Ah, but Jason, refusing Facebook friend invitations is rude, according to Scoble, a Facebook connoisseur. It's called "faceslamming," Scoble claims, and it's simply not done. Why, Microsoft chairman Bill Gates "faceslammed" Scoble, and Scoble's still steaming about it!

The trick to using Facebook as a tool for self-promotion is to treat it as strictly one-way. Accept all friend invitations, and then relentlessly spam your fans with examples of your latest work, to drum up traffic. Ignore any messages you receive; you can always plead "Facebook bankruptcy," as Calacanis did.

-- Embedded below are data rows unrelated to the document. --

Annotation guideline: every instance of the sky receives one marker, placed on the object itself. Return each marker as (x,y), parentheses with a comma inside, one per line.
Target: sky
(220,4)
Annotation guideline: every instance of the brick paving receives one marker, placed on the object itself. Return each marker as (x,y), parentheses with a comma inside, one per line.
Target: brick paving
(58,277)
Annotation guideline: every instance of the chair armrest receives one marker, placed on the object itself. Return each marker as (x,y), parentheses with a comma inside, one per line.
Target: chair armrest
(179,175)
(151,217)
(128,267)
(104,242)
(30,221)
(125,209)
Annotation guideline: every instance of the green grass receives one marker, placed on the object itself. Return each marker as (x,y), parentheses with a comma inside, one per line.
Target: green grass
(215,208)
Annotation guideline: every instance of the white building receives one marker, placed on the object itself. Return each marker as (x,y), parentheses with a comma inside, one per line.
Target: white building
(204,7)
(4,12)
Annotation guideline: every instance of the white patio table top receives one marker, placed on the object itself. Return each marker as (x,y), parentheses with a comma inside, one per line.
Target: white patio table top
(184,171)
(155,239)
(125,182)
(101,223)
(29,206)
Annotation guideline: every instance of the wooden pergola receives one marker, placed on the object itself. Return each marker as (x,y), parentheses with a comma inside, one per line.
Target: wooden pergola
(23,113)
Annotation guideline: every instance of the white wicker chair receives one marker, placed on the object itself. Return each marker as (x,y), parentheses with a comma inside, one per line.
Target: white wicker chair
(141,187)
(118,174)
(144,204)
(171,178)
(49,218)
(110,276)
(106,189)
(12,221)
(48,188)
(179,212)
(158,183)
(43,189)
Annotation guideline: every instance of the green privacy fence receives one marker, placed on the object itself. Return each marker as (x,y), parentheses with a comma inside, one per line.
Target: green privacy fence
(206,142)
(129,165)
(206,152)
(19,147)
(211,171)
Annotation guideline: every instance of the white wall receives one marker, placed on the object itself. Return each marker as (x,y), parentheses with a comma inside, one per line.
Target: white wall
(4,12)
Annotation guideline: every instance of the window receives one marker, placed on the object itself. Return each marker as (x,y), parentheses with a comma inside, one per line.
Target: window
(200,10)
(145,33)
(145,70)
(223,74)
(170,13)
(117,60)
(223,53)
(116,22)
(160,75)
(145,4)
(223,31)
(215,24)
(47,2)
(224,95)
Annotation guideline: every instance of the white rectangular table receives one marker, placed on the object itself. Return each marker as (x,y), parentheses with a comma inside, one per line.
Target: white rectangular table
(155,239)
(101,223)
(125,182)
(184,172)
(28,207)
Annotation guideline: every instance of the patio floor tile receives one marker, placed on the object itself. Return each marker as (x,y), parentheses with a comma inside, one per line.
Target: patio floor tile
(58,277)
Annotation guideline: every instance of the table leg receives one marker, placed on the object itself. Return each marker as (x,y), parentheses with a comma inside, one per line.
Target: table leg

Even Pontin is beginning to understand that Facebook is not, in the end, about real relationships. Immediately after posting his diatribe against opportunistic faux frienders on Facebook, he turned around and added a Facebook spokesperson as a "friend." Why? Not because Pontin and the PR rep are actual friends in real life. His rationale? She "might conceivably be useful to me and [Technology Review]," he explains. The other PR reps who tried to friend Pontin? Not useful, apparently.

Useful versus not useful, of course, has the benefit of being a clearer distinction than the squishy category of "friend." Facebook, through the tireless efforts of Scoble and Calacanis, is transforming from a social network to a utilitarian broadcast network. Its users, increasingly, are divided into those looking for an audience, and those willing to provide same — as well as the usual Silicon Valley scrum of favor-trading and wheeling and dealing. Just ask yourself: What have your "friends" done for you lately?